Monsieur Mardi-Gras Descendres, d'Eric Liberge

Posté le 14.05.2011

A sa mort, une âme catholique va se retrouver soit au Paradis, soit en Enfer, soit encore au Purgatoire. Ce dernier se situe sur Pluton, endroit froid et désolé, sans doute propice à l'introspection nécessaire à la rédemption. Au niveau de Charon, satellite de Pluton, les psychopompes accueillent les nouveaux défunts et facilitent leur transit en les soulageant de tous leurs biens matériels (psychopompe, ça paye).

Le Purgatoire est une grosse machine administrative. A peine arrivé, le défunt reçoit la visite du facteur, qui lui apporte ses documents administratifs et, surtout, lui annonce son nouveau patronyme, basé sur les jours de calendrier proches de sa mort. Ensuite, il n'y a plus qu'à s'ennuyer. Il n'y a rien à faire au purgatoire. Alors, la plupart des défunts passent leur temps à se bourrer la tronche à coup de mercure, benzène et autres saloperies provenant également de la Terre.

Au-dessus de la mêlée règne une église défendant avec acharnement un quelconque dogme. Une société secrète lutte contre cela. Ca occupe ceux qui ne passent pas leur temps à écluser des liquides toxiques.

Mardi-Gras Descendres, lui, ne va pas accepter cette condition.

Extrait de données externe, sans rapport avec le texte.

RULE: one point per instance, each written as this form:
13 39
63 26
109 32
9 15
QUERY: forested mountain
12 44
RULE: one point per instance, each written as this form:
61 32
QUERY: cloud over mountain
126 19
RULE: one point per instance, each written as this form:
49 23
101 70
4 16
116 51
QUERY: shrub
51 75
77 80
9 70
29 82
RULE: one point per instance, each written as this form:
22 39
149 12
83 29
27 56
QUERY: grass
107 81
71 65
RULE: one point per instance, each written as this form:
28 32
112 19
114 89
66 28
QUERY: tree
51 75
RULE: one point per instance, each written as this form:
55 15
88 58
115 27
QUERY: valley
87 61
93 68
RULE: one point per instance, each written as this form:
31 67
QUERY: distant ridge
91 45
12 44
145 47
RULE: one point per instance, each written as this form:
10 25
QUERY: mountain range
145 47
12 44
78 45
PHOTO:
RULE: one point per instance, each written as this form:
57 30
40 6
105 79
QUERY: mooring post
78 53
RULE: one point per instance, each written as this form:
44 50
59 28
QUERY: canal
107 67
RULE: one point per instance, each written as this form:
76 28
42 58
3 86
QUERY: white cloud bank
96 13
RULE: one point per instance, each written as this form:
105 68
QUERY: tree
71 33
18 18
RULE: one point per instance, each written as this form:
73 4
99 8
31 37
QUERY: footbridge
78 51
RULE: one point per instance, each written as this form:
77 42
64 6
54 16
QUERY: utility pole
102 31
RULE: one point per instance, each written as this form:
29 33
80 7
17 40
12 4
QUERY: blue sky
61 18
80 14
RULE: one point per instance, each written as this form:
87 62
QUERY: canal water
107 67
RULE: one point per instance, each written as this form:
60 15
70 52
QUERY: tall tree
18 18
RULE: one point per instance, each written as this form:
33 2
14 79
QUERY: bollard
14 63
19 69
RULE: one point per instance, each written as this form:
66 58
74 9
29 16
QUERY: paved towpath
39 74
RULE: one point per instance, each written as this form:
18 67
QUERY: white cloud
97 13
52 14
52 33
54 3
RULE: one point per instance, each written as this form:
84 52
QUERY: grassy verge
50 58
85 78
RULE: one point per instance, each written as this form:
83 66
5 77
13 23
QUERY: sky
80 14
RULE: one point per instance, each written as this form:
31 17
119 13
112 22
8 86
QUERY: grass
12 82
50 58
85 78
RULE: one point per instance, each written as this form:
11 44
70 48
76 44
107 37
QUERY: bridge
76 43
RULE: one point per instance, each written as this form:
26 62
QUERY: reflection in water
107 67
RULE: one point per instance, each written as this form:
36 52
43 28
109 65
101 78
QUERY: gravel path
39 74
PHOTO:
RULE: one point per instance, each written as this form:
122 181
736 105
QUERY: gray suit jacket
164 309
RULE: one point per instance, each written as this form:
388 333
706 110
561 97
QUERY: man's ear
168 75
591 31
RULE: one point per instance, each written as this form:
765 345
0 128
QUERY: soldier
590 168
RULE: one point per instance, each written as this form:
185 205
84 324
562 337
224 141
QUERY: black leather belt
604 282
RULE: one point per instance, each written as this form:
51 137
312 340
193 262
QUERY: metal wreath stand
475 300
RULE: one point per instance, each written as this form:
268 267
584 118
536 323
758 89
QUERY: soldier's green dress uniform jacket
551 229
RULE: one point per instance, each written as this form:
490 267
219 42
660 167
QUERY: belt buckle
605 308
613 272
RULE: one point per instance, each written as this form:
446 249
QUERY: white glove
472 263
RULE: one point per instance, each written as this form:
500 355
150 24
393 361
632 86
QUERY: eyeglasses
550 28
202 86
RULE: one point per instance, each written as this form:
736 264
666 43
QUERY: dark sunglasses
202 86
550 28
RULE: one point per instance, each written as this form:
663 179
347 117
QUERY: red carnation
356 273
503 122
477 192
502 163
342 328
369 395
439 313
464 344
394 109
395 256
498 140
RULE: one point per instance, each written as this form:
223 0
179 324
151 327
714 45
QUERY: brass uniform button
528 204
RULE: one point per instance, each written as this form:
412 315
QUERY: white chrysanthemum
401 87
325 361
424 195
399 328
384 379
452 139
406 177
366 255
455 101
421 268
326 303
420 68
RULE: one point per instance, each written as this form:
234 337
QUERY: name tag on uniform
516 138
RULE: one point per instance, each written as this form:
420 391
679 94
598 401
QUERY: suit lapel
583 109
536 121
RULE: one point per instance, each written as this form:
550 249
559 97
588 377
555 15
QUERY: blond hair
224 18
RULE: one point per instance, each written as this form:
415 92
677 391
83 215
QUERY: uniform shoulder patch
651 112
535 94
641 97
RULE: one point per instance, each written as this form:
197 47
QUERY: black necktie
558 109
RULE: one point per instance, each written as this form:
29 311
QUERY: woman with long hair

Il s'agite, se révolte, explore la face cachée du Purgatoire à grandes doses de café, substance hallucinogène rarissime de ce côté de la mort.

Cette bande dessinée est franchement étrange. Le thème est plutôt morbide, accompagné par un dessin magnifique, mais très sombre. L'histoire est intéressante, entre rédemption et réflexions théologiques, parfois un poil longuette, mais les dessins font passer le tout aisément. Les squelettes parlent tous avec un argot des années 20-30 (à vue de pif; je ne suis pas spécialiste), ce qui crée un décalage assez amusant. L'univers est bien conçu, c'est une lecture qui en vaut le détour.